Il semble donc que le cannabis ait surtout été utilisé pour sa dernière qualité : ses effets psychotropes. La plante aurait alors pu être utilisée à des fins médicales, par exemple pour soulager la douleur de cette femme scythe atteinte de cancer, ou bien elle pouvait rentrer dans les rituels religieux, en l’inhalant ou en le consommant dans des breuvages rituels, comme le faisait peut-être le shaman de la culture subeixi.
Local ou importé ?
La découverte de ce linceul de cannabis répond par ailleurs à une question que les trouvailles antérieures n’avaient pas pu résoudre : le chanvre était-il cultivé localement ou importé ? Comme les plantes ont été disposées entières pour former un linceul, on peut en déduire que le cannabis a été récolté frais pour les funérailles, et donc qu’il était cultivé localement. De plus, seulement des pieds femelles ont été déposés sur le cadavre. Or leurs têtes – qui portent les fleurs – ont été coupées, mais quelques fragments ont montré qu’elles étaient presque arrivées à maturité : elles auraient donc été récoltées à la fin de l’été.

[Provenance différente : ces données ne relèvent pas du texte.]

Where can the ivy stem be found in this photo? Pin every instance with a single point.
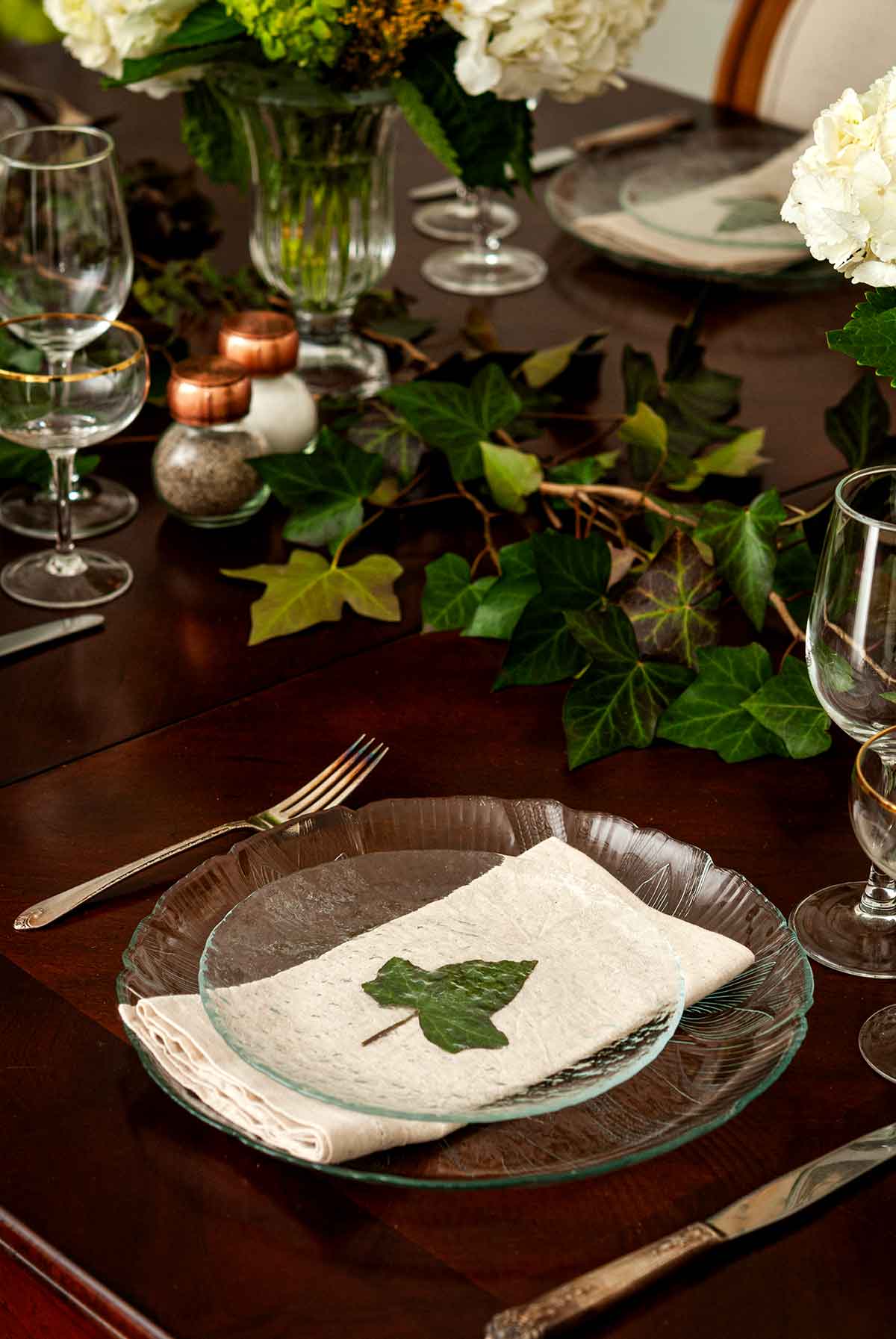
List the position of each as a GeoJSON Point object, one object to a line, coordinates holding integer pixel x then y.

La découverte effectuée à Jiaya témoigne pour la première fois de son utilisation comme linceul et souligne encore son importance chez les Subeixis. M. Jiang, le responsable de l’équipe qui a effectué cette découverte, juge même que la consommation de cannabis était « très populaire » dans la steppe eurasienne à cette époque. Bien avant que nos sociétés modernes ne réfléchissent à la légalisation – médicale ou non – de cette plante, les peuples eurasiens semblaient déjà largement le cultiver et l’utiliser pour ses effets psychotropes.